A un primo sguardo il libro di Anna Meldolesi "Mai nate". Perché il mondo ha perso 100 milioni di donne (Mondadori) sembra solo di denuncia, se pure di un tipo nuovo e importante. L'autrice, infatti, approfondisce da vari punti di vista - statistico, biologico e tecno-scientifico - l'allarme che Amartya Sen aveva lanciato in un celebre saggio del 1990: nel mondo mancavano cento milioni di donne, che avrebbero dovuto esserci ma non ci sono perché morte presto per incuria o addirittura mai nate. Un numero spaventoso, che supera il bilancio delle vittime di entrambe le guerre mondiali e quello delle grandi epidemie come la spagnola o l'aids.
Un dramma gigantesco - forse ancora maggiore numericamente di quanto denunciato da Sen - che fatica a trovare voce sia nei centri di ricerca che sui media. Meldolesi lo approfondisce sul piano della ricerca demografica, cercando di definire le vere dimensioni del "gendericidio" in corso, considerando che le stime devono tenere conto sia della tendenza naturale alla nascita di un numero leggermente superiore di maschi, sia di fenomeni storici come le migrazioni, che in genere coinvolgono maggiormente i soggetti di sesso maschile. Le variabili che spiegano numeri di donne diversi da quelli naturali sono quindi molte, e bisogna averle presenti.
L'autrice prende poi in esame le ragioni culturali che possono spingere all'eliminazione delle femmine: la patrilinearità tipica di sistemi patriarcali che non concedono alle donne nessuna garanzia e quindi nessun peso sociale, il ruolo delle religioni e, naturalmente, quelle che chiama "le insidie della modernità", cioè le possibilità di scoprire attraverso analisi mirate il sesso del nascituro, in modo da eliminare l'indesiderato con l'aborto. Meldolesi è consapevole di come le nuove tecniche mediche siano all'origine di un aggravamento del gendericidio, specialmente nei casi delle comunità immigrate, che spesso utilizzano l'assistenza medica dei Paesi dove si sono recate per operare l'antica selezione sessuale. Pensa però che questo sia solo un peggioramento iniziale, a cui farà seguito un nuovo equilibrio, dovuto all'inserimento degli immigrati nella cultura occidentale e quindi a un nuovo atteggiamento nei confronti delle donne. Questa speranza non la esime però dal sottolineare la frequenza e la gravità della selezione in atto, e la necessità di forme più attente di sorveglianza e di educazione all'eguaglianza dei sessi.

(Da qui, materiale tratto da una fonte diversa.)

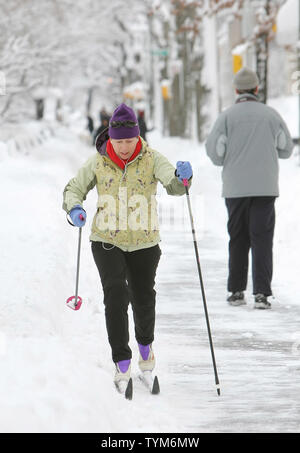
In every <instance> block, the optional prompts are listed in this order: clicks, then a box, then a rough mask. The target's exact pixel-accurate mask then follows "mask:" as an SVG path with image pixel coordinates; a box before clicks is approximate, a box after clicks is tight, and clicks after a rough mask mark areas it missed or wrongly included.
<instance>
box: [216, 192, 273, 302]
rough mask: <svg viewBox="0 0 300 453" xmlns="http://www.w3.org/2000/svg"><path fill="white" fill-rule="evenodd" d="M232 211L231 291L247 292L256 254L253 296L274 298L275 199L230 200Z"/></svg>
mask: <svg viewBox="0 0 300 453" xmlns="http://www.w3.org/2000/svg"><path fill="white" fill-rule="evenodd" d="M225 202H226V207H227V210H228V216H229V219H228V233H229V236H230V241H229V277H228V286H227V288H228V291H230V292H236V291H244V290H245V289H246V287H247V278H248V254H249V250H250V248H251V252H252V279H253V294H258V293H261V294H265V295H266V296H270V295H271V294H272V290H271V281H272V274H273V236H274V227H275V208H274V203H275V197H243V198H226V200H225Z"/></svg>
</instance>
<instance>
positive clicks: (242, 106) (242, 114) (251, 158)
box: [205, 94, 294, 198]
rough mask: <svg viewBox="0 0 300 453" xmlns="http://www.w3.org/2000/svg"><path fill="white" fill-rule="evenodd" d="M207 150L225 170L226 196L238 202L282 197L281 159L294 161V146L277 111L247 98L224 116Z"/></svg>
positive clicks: (223, 115)
mask: <svg viewBox="0 0 300 453" xmlns="http://www.w3.org/2000/svg"><path fill="white" fill-rule="evenodd" d="M205 146H206V152H207V154H208V156H209V157H210V159H211V160H212V162H213V163H214V164H215V165H219V166H223V170H222V180H223V191H222V196H223V197H226V198H231V197H232V198H234V197H249V196H278V195H279V188H278V172H279V166H278V157H279V158H281V159H287V158H288V157H290V156H291V154H292V150H293V147H294V144H293V142H292V139H291V135H290V133H289V131H288V128H287V126H286V124H285V122H284V120H283V119H282V118H281V116H280V115H279V114H278V113H277V112H276V110H274V109H273V108H271V107H269V106H267V105H265V104H262V103H260V102H258V101H257V98H256V96H254V95H251V94H246V95H245V94H244V95H240V96H239V97H238V98H237V101H236V103H235V104H234V105H233V106H232V107H230V108H229V109H227V110H225V111H224V112H223V113H221V115H220V116H219V118H218V119H217V121H216V123H215V124H214V127H213V129H212V131H211V133H210V134H209V136H208V139H207V142H206V144H205Z"/></svg>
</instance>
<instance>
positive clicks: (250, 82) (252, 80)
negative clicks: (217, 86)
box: [233, 67, 259, 90]
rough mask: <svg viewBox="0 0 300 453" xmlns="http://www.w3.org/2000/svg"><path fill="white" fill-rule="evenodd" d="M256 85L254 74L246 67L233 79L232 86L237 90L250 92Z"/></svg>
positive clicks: (234, 77)
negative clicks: (241, 90)
mask: <svg viewBox="0 0 300 453" xmlns="http://www.w3.org/2000/svg"><path fill="white" fill-rule="evenodd" d="M258 84H259V80H258V77H257V75H256V73H255V72H254V71H252V70H251V69H249V68H246V67H245V68H242V69H240V70H239V71H238V72H237V73H236V75H235V77H234V79H233V85H234V86H235V88H236V89H237V90H252V89H253V88H256V87H257V86H258Z"/></svg>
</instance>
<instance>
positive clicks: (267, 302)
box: [254, 294, 271, 310]
mask: <svg viewBox="0 0 300 453" xmlns="http://www.w3.org/2000/svg"><path fill="white" fill-rule="evenodd" d="M254 308H259V309H261V310H266V309H268V308H271V304H270V302H268V298H267V296H265V295H264V294H256V295H255V301H254Z"/></svg>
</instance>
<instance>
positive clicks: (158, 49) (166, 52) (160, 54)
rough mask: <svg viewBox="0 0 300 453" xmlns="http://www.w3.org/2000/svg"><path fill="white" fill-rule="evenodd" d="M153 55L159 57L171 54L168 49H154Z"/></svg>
mask: <svg viewBox="0 0 300 453" xmlns="http://www.w3.org/2000/svg"><path fill="white" fill-rule="evenodd" d="M151 54H152V55H157V56H158V57H167V56H168V55H169V50H168V49H152V50H151Z"/></svg>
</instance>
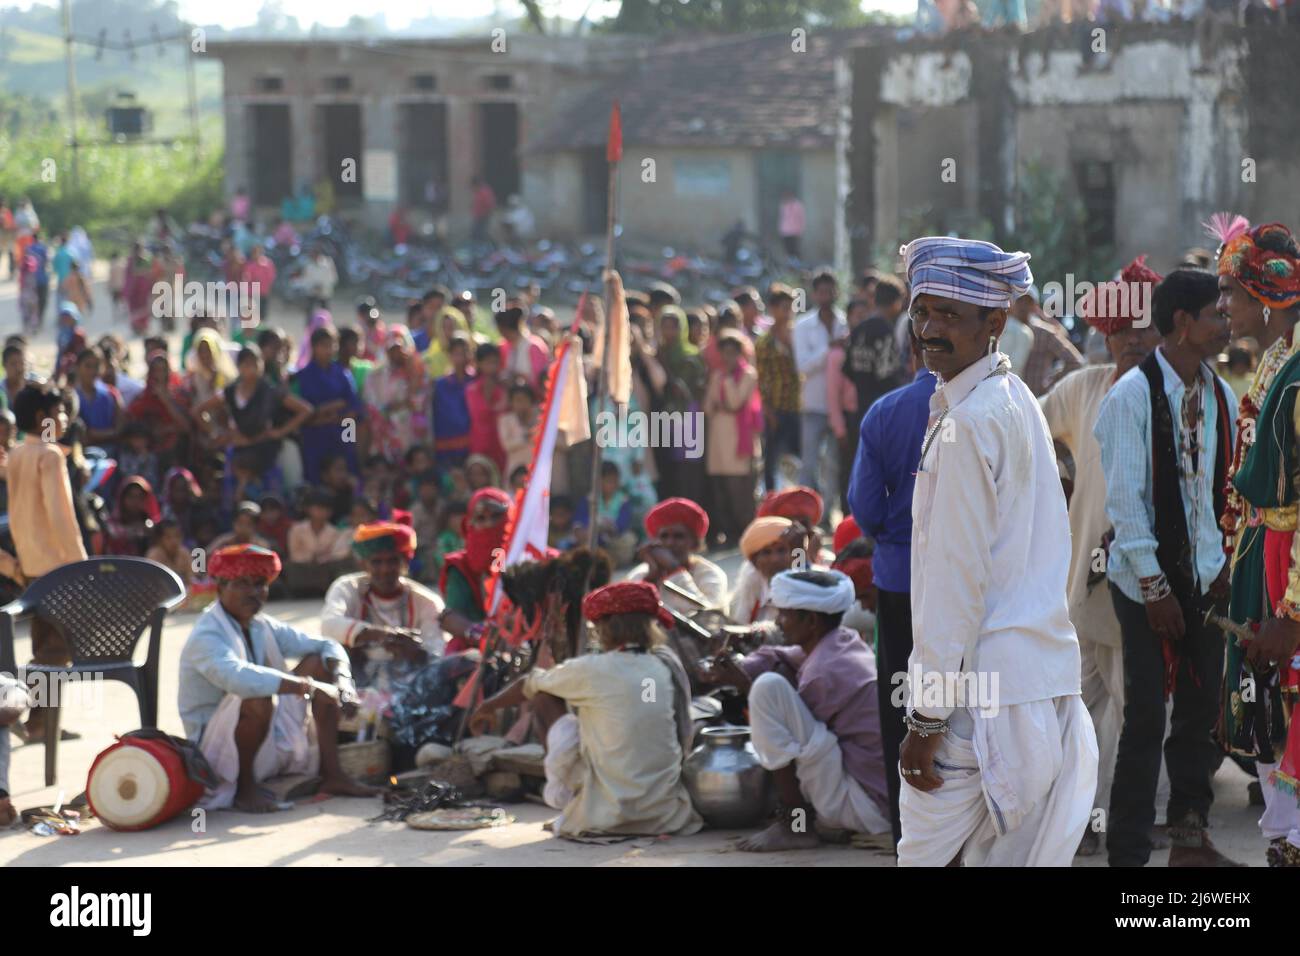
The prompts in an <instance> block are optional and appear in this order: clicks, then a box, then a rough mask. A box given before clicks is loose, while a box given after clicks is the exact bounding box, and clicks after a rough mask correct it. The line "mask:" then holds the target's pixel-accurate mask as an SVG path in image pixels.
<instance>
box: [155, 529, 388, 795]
mask: <svg viewBox="0 0 1300 956" xmlns="http://www.w3.org/2000/svg"><path fill="white" fill-rule="evenodd" d="M208 568H209V571H211V572H212V576H213V578H214V579H216V581H217V601H216V602H214V604H213V605H211V606H209V607H208V609H207V610H205V611H204V613H203V614H200V615H199V619H198V622H195V626H194V631H192V632H191V633H190V637H188V640H187V641H186V643H185V646H183V648H182V649H181V672H179V695H178V704H179V709H181V721H182V722H183V723H185V734H186V736H187V737H188V739H190V740H194V741H196V743H198V744H199V749H200V750H201V752H203V756H204V757H207V760H208V762H209V763H211V765H212V769H213V771H214V773H216V775H217V778H218V780H220V784H218V786H217V787H216V788H213V790H209V791H208V792H207V793H205V795H204V797H203V800H201V803H200V805H201V806H204V808H205V809H224V808H230V806H233V808H235V809H239V810H246V812H250V813H265V812H269V810H274V809H282V806H281V805H279V804H277V803H276V800H274V799H273V797H272V796H270V793H269V792H266V791H264V790H263V788H261V787H259V784H260V783H261V782H263V780H266V779H270V778H273V777H277V775H279V774H305V775H309V777H315V775H316V774H317V771H318V773H320V774H321V777H322V780H321V790H322V791H325V792H328V793H335V795H339V796H370V795H373V793H374V792H376V791H374V790H373V788H372V787H367V786H363V784H360V783H357V782H356V780H354V779H351V778H350V777H348V775H347V774H346V773H343V770H342V767H341V763H339V756H338V721H339V717H341V715H342V714H343V713H348V711H351V710H352V709H355V706H356V688H355V685H354V684H352V678H351V672H350V669H348V662H347V654H346V653H344V652H343V648H341V646H339V645H338V644H337V643H335V641H331V640H328V639H325V637H315V636H312V635H308V633H304V632H303V631H299V630H298V628H294V627H290V626H289V624H285V623H282V622H279V620H276V619H274V618H272V617H269V615H266V614H263V613H261V609H263V606H264V605H265V602H266V593H268V588H269V587H270V583H272V581H273V580H274V579H276V578H277V576H278V575H279V571H281V566H279V558H278V555H277V554H276V553H274V551H272V550H269V549H265V548H259V546H256V545H233V546H229V548H224V549H221V550H218V551H217V553H216V554H213V555H212V558H211V559H209V561H208ZM291 657H298V658H300V661H299V663H298V666H296V667H294V669H292V670H290V667H289V663H287V659H289V658H291Z"/></svg>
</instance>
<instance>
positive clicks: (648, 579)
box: [628, 498, 727, 615]
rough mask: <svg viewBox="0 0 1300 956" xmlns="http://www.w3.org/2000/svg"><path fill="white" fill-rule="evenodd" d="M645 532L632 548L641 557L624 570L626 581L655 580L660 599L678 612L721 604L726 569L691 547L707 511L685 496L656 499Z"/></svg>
mask: <svg viewBox="0 0 1300 956" xmlns="http://www.w3.org/2000/svg"><path fill="white" fill-rule="evenodd" d="M646 533H649V535H650V538H651V540H650V541H649V542H646V544H645V545H642V546H641V550H640V551H638V553H637V554H638V557H640V558H641V563H640V564H637V566H636V567H634V568H632V571H629V572H628V580H629V581H650V583H651V584H655V585H659V587H660V591H662V592H663V602H664V605H666V606H667V607H671V609H672V610H675V611H677V613H679V614H688V615H689V614H694V613H695V611H698V610H701V609H702V607H723V606H724V605H725V604H727V572H725V571H723V570H722V568H720V567H718V564H715V563H714V562H711V561H708V559H706V558H702V557H701V555H698V554H697V553H695V551H698V550H699V548H701V545H702V544H703V541H705V536H706V535H707V533H708V515H707V514H705V510H703V509H702V507H699V505H697V503H695V502H693V501H690V499H689V498H666V499H664V501H660V502H659V503H658V505H655V506H654V507H653V509H650V512H649V514H647V515H646ZM664 585H667V587H664ZM688 596H689V597H688Z"/></svg>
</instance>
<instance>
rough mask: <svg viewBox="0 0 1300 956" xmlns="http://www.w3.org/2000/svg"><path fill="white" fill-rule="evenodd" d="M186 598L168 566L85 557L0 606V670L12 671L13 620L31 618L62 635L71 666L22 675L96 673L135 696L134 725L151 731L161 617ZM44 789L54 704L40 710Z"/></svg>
mask: <svg viewBox="0 0 1300 956" xmlns="http://www.w3.org/2000/svg"><path fill="white" fill-rule="evenodd" d="M183 600H185V584H183V583H182V581H181V579H179V578H178V576H177V575H175V572H174V571H172V570H170V568H168V567H164V566H162V564H159V563H157V562H153V561H147V559H144V558H92V559H91V561H78V562H75V563H73V564H64V566H62V567H59V568H55V570H53V571H51V572H49V574H47V575H44V576H43V578H40V580H38V581H36V583H35V584H32V585H31V587H30V588H27V591H26V592H23V594H22V597H19V598H18V600H17V601H13V602H12V604H8V605H5V606H4V607H0V672H6V674H17V672H18V669H17V665H16V661H14V649H13V633H14V627H13V626H14V624H16V623H17V622H18V619H19V618H25V617H29V615H34V617H36V618H40V619H42V620H44V622H45V623H48V624H52V626H53V627H56V628H57V630H59V632H60V633H61V635H62V637H64V640H65V641H66V644H68V649H69V652H70V654H72V661H73V663H72V667H59V666H42V665H29V666H27V669H26V672H27V674H29V675H31V674H47V675H64V674H96V675H99V676H100V678H101V679H104V680H121V682H122V683H123V684H127V685H129V687H130V688H131V689H133V691H135V697H136V700H138V701H139V705H140V726H142V727H157V715H159V649H160V645H161V641H162V619H164V618H166V613H168V611H169V610H172V609H173V607H175V606H177V605H178V604H181V601H183ZM144 628H148V630H149V648H148V654H147V656H146V658H144V663H143V665H136V663H135V662H134V661H133V657H134V654H135V645H136V644H139V640H140V636H142V635H143V633H144ZM44 714H45V786H47V787H51V786H53V783H55V766H56V762H57V756H59V706H48V708H45V711H44Z"/></svg>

Ma la parte più interessante del libro, la più nuova, è quella in cui l'autrice - che pure si dichiara favorevole all'aborto e all'applicazione delle tecnoscienze - riflette sul fatto che è molto difficile combattere nello stesso tempo la battaglia per l'aborto più sicuro e quella contro il gendericidio, perché proprio l'aborto sicuro e legale contribuisce ad aumentare il numero delle femmine eliminate prima della nascita. E non solo: anche le campagne di controllo demografico, intervenendo con sterilizzazioni e aborti di massa, avrebbero contribuito ad aggravare questa realtà. "Il fatto che tante donne che non sono ignoranti né emarginate - scrive Meldolesi - decidano di abortire altre "donne", ovviamente, è come un virus immesso nel sistema delle argomentazioni pro-choice e rappresenta una sfida per il pensiero femminista ma anche per tutti i progressisti". Il diritto di abortire, quindi, deve essere garantito indipendentemente dalle intenzioni di chi vi fa ricorso? L'eliminazione dei feti femmina non è forse solo una logica estensione del diritto dei genitori di controllare il numero, il timing, il distanziamento e la qualità dei figli, ormai generalmente considerato insindacabile? Queste le domande che si pone l'autrice.
Ma si può aggiungere una riflessione. Ancora una volta, dopo il caso dell'eugenetica della prima metà del Novecento, vengono alla luce i pericoli insiti nel "diritto" a controllare le nascite, a intervenire per decidere a chi concedere di venire al mondo e quando. Anche la mancanza di queste bambine segnala un pericolo a cui non si vuole pensare, e che riguarda, insieme a loro, tutta l'umanità.